Your work through the Georgia Mental Health Consumer Network (GMHCN) and National Alliance for Mental Illness (NAMI) Georgia touches on addiction recovery, mental health, wellness, and criminal justice involvement. Describe your personal journey that brought you to this work.

My early life involved trauma, and that led to problems within my family and career and eventually to alcohol misuse. I was first incarcerated when I was 17. When I was a child, I wanted to find out what was “wrong” with me and fix it, then help others. After years of cycling through jails, crisis stabilization units, and chaos, I was finally correctly diagnosed 6 years ago and started receiving the proper medication, which has helped me to live a balanced life. Programs such as peer support through GMHCN and my connection early on with NAMI led me to understand that it’s never been about what’s wrong with me. It’s about what happened to me.

A focus on whole health and wellness is sometimes overlooked in behavioral health and criminal justice programming. How do you think that behavioral health and criminal justice programs can improve a focus on overall wellness among the people they serve?

Whole health and wellness do not exist in criminal justice programs or even in the behavioral health field, necessarily. You have to define what whole health is, and it’s not about losing 20 pounds or not smoking. For me, it’s about things like managing stress, learning about what strengths I have, connecting to a support system, and challenging negative thinking. It’s also about developing certain cognitive skills. I was so excited to learn that I could change the way I thought and how my brain processed information! I use coping tools like the “3 Cs”: catch it, check it, change it. These types of strategies can be used to help people acquire a sense of purpose.

You work in a rural community.
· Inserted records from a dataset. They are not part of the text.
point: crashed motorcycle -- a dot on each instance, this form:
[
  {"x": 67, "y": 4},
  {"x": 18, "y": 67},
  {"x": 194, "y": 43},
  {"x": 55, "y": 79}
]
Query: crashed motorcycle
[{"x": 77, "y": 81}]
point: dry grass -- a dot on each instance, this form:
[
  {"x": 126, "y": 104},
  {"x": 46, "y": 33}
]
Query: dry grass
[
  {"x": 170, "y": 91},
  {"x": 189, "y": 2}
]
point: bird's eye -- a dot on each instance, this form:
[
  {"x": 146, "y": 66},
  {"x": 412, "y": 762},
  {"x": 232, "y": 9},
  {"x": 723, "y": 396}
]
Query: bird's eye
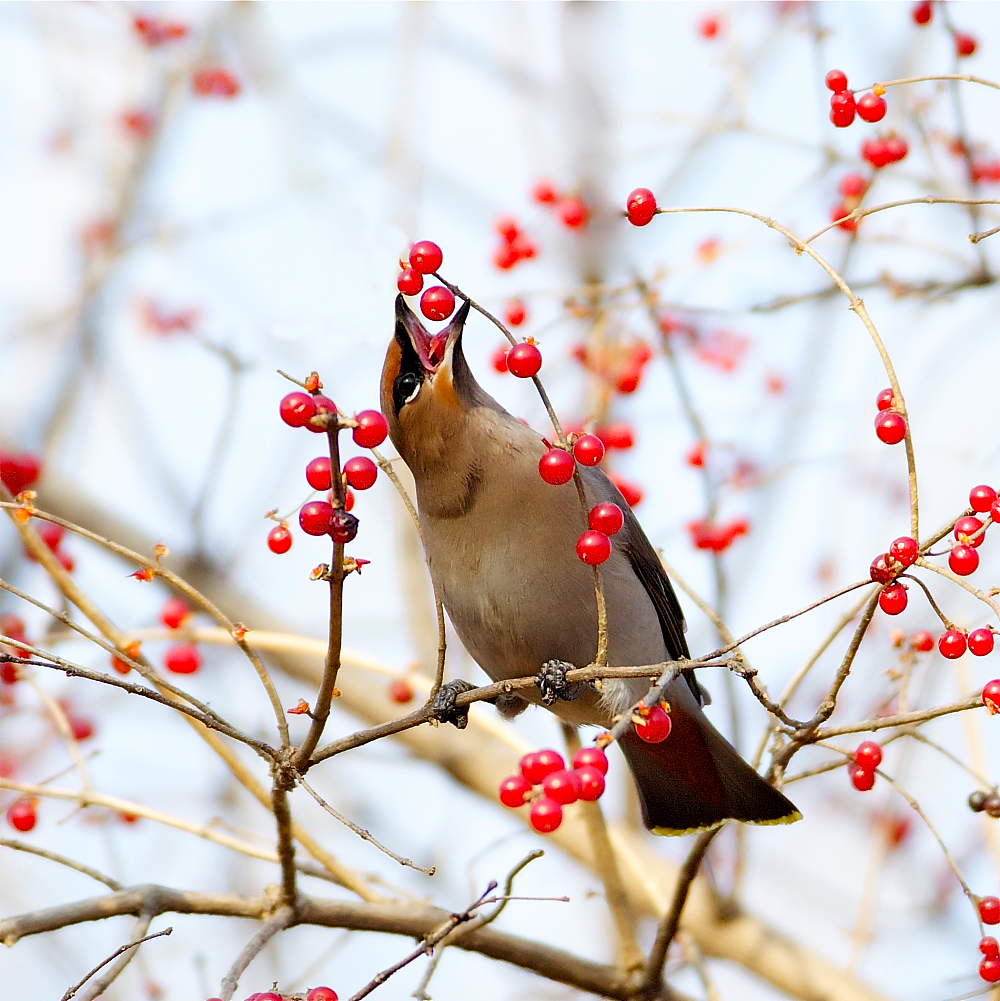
[{"x": 406, "y": 388}]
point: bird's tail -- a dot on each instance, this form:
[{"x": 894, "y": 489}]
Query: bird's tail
[{"x": 696, "y": 779}]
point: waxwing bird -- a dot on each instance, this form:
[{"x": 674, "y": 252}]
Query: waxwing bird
[{"x": 501, "y": 544}]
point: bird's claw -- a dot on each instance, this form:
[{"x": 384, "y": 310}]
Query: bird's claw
[
  {"x": 554, "y": 686},
  {"x": 445, "y": 710}
]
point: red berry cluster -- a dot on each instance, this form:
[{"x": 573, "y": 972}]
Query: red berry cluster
[
  {"x": 890, "y": 424},
  {"x": 215, "y": 82},
  {"x": 620, "y": 365},
  {"x": 515, "y": 246},
  {"x": 864, "y": 762},
  {"x": 18, "y": 471},
  {"x": 715, "y": 537},
  {"x": 155, "y": 32},
  {"x": 870, "y": 107},
  {"x": 654, "y": 724},
  {"x": 572, "y": 210},
  {"x": 595, "y": 546},
  {"x": 560, "y": 786},
  {"x": 641, "y": 206}
]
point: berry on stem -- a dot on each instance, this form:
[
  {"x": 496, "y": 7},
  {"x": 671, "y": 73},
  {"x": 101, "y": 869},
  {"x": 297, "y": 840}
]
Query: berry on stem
[
  {"x": 656, "y": 726},
  {"x": 524, "y": 360},
  {"x": 963, "y": 560},
  {"x": 953, "y": 644},
  {"x": 546, "y": 815},
  {"x": 594, "y": 548},
  {"x": 589, "y": 449},
  {"x": 607, "y": 518},
  {"x": 514, "y": 791},
  {"x": 371, "y": 429},
  {"x": 890, "y": 426},
  {"x": 360, "y": 472},
  {"x": 425, "y": 257},
  {"x": 892, "y": 599},
  {"x": 557, "y": 466},
  {"x": 437, "y": 302}
]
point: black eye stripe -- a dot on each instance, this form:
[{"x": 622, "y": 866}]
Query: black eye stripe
[{"x": 404, "y": 389}]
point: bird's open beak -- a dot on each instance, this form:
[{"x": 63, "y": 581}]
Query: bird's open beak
[{"x": 433, "y": 352}]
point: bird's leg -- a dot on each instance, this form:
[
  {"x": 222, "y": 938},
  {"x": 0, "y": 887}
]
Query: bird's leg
[
  {"x": 554, "y": 686},
  {"x": 444, "y": 706}
]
What is a unique challenge in rural communities related to service access for individuals with behavioral health conditions involved with the criminal justice system your community is working to resolve?

For people in rural communities in contact with the justice system, transportation is a huge barrier to success. Transportation is needed for required appointments with probation officers, behavioral health services, primary healthcare, grocery store trips, etc. Here in Valdosta, Georgia, there is an affordable on-demand transit program called Valdosta on Demand. There is a $2 flat rate for any trip within 15 miles and certain pick-up spots for riders.
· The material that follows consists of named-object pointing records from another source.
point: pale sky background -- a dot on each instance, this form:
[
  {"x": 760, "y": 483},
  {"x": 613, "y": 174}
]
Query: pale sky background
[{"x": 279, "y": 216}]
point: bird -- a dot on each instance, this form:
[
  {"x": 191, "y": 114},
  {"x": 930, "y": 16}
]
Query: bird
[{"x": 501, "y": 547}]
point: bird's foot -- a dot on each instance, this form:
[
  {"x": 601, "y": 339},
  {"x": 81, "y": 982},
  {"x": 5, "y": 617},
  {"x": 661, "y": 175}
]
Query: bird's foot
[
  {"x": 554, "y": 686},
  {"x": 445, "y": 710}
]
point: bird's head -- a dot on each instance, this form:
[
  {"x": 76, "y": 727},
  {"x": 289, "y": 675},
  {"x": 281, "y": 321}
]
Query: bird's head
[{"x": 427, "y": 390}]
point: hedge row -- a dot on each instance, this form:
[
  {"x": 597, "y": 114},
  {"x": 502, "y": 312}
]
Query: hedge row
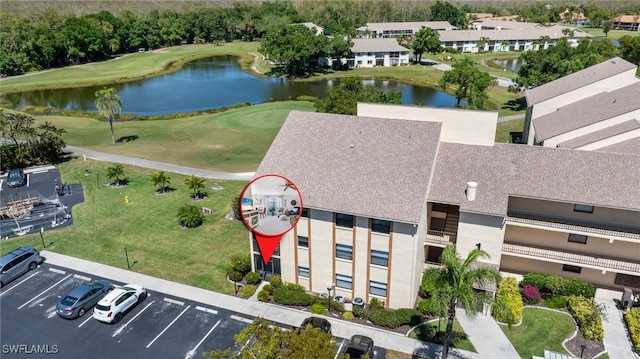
[
  {"x": 508, "y": 304},
  {"x": 588, "y": 316},
  {"x": 552, "y": 285},
  {"x": 632, "y": 317}
]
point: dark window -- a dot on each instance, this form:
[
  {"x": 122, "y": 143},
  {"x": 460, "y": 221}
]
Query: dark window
[
  {"x": 344, "y": 281},
  {"x": 380, "y": 258},
  {"x": 344, "y": 220},
  {"x": 380, "y": 226},
  {"x": 577, "y": 238},
  {"x": 582, "y": 208},
  {"x": 344, "y": 251},
  {"x": 570, "y": 268},
  {"x": 303, "y": 241}
]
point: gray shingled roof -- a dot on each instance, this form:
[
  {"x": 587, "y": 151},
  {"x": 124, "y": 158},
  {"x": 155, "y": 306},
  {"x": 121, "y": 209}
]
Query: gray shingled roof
[
  {"x": 384, "y": 175},
  {"x": 578, "y": 79},
  {"x": 588, "y": 111},
  {"x": 595, "y": 178},
  {"x": 377, "y": 45},
  {"x": 601, "y": 134}
]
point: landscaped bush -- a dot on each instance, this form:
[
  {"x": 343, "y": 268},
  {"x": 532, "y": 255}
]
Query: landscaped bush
[
  {"x": 292, "y": 297},
  {"x": 556, "y": 302},
  {"x": 632, "y": 317},
  {"x": 530, "y": 294},
  {"x": 264, "y": 296},
  {"x": 252, "y": 278},
  {"x": 587, "y": 314},
  {"x": 508, "y": 305},
  {"x": 247, "y": 291},
  {"x": 318, "y": 308}
]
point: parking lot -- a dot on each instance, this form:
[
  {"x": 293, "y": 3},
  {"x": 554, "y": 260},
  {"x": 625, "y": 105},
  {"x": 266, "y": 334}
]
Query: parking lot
[{"x": 159, "y": 327}]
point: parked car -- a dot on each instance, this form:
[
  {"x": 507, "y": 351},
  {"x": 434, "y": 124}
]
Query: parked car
[
  {"x": 82, "y": 298},
  {"x": 358, "y": 346},
  {"x": 114, "y": 305},
  {"x": 18, "y": 262},
  {"x": 16, "y": 178},
  {"x": 317, "y": 322}
]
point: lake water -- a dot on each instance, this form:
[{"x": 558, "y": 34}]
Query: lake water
[{"x": 210, "y": 83}]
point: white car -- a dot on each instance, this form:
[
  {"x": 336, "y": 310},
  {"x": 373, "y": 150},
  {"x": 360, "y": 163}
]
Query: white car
[{"x": 114, "y": 305}]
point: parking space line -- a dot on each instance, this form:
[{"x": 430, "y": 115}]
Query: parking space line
[
  {"x": 44, "y": 291},
  {"x": 212, "y": 311},
  {"x": 132, "y": 319},
  {"x": 173, "y": 301},
  {"x": 192, "y": 351},
  {"x": 24, "y": 280},
  {"x": 59, "y": 271},
  {"x": 168, "y": 326}
]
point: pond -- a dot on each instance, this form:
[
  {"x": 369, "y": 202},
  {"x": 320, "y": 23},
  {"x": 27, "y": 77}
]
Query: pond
[{"x": 210, "y": 83}]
You are trained in trauma-informed practices. In your experience, why is it important for peer specialists or peer mentors to be trauma informed?

Peer mentors have to be trauma-informed so that we don’t re-traumatize others or allow those we’re working with to re-traumatize themselves. But re-traumatization happens in the system. There is a behavioral health workforce shortage in rural Georgia—the typical wait time for accessing services is around 3 months. There is also high turnover. An individual may be connected with a provider only to have their following appointment with a whole new provider. People don’t get the services they need, and it hurts to tell the story over and over without the proper support.
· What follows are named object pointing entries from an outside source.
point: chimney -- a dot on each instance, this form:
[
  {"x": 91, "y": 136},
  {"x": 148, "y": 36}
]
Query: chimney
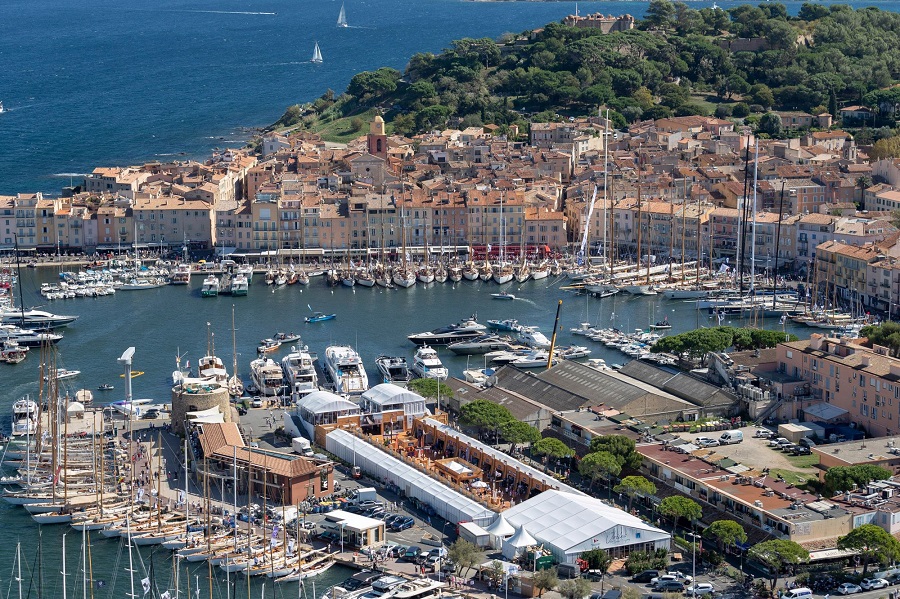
[{"x": 815, "y": 341}]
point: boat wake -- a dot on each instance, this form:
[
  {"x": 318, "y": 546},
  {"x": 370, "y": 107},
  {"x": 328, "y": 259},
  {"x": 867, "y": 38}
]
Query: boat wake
[{"x": 220, "y": 12}]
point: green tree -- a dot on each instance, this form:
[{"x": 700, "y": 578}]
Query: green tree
[
  {"x": 886, "y": 334},
  {"x": 291, "y": 117},
  {"x": 770, "y": 124},
  {"x": 371, "y": 84},
  {"x": 576, "y": 588},
  {"x": 762, "y": 94},
  {"x": 553, "y": 448},
  {"x": 599, "y": 464},
  {"x": 430, "y": 388},
  {"x": 869, "y": 540},
  {"x": 405, "y": 124},
  {"x": 620, "y": 446},
  {"x": 632, "y": 486},
  {"x": 545, "y": 580},
  {"x": 847, "y": 478},
  {"x": 885, "y": 148},
  {"x": 777, "y": 554},
  {"x": 519, "y": 433},
  {"x": 495, "y": 573},
  {"x": 726, "y": 533},
  {"x": 741, "y": 110},
  {"x": 676, "y": 507},
  {"x": 465, "y": 555},
  {"x": 484, "y": 414}
]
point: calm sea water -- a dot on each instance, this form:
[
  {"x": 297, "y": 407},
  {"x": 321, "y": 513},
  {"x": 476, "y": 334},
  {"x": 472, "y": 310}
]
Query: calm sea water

We’re also trying to change the language we use across the board because language itself can be traumatizing. We’ve changed our literature to be gender inclusive, trauma informed, and person centered. We are even looking to change our program name from Double Trouble in Recovery (DTR) to something more trauma-informed like “Dual Recovery.”

DTR is a 12-step fellowship of people who share their experiences, strength, and hope with each other so that they may solve their common problems and help others to recover from their particular substance use and behavioral health challenges.

DTR is designed to meet the needs of the dually diagnosed and is for those who have been diagnosed with a psychiatric disorder. The DTR meeting format is similar to other 12-step meetings. Meetings typically last 1 or 1.5 hours. Participation is entirely voluntary, though visitors and newcomers are given the opportunity to introduce themselves. The facilitators of DTR meetings organized by the GMHCN are also dually diagnosed, have between 6 and 22 years in recovery, and are encouraged to take care of their mental health and work on their own personal recovery.

What are three things you feel are most helpful for you personally in maintaining wellness on an everyday basis?

My biggest one is my connection to others in recovery and my higher power. I have improved the quality of my connections because not only do I not isolate myself, but I also have immersed myself in a culture of recovery through support groups. Being part of a support group lets me see that everyone has a similar struggle. I’m not alone.

The second thing is my Wellness Recovery Action Plan (WRAP), which includes things like keeping a daily routine, listening to music, playing with my dogs, journaling, and keeping it real with my support team. This includes a daily personal inventory and quickly admitting when I have not been completely honest or forthcoming. For too many years, secrets kept me sick. I tell on myself today!

The third most helpful thing is maintaining my wellness through self-care. I take time for myself, and I meditate. Meditation is about getting to know me and figuring out what I want and what do I want in life. And finally, I know I’m on the right road. My daughter, who I had abandoned in addiction for 8 years, says she got back both her mom and her best friend. I feel like, for the first time in my life, I’m walking in my own shoes. I don’t put on stilettos for you to look at me anymore. I wear Skechers and I walk in comfort.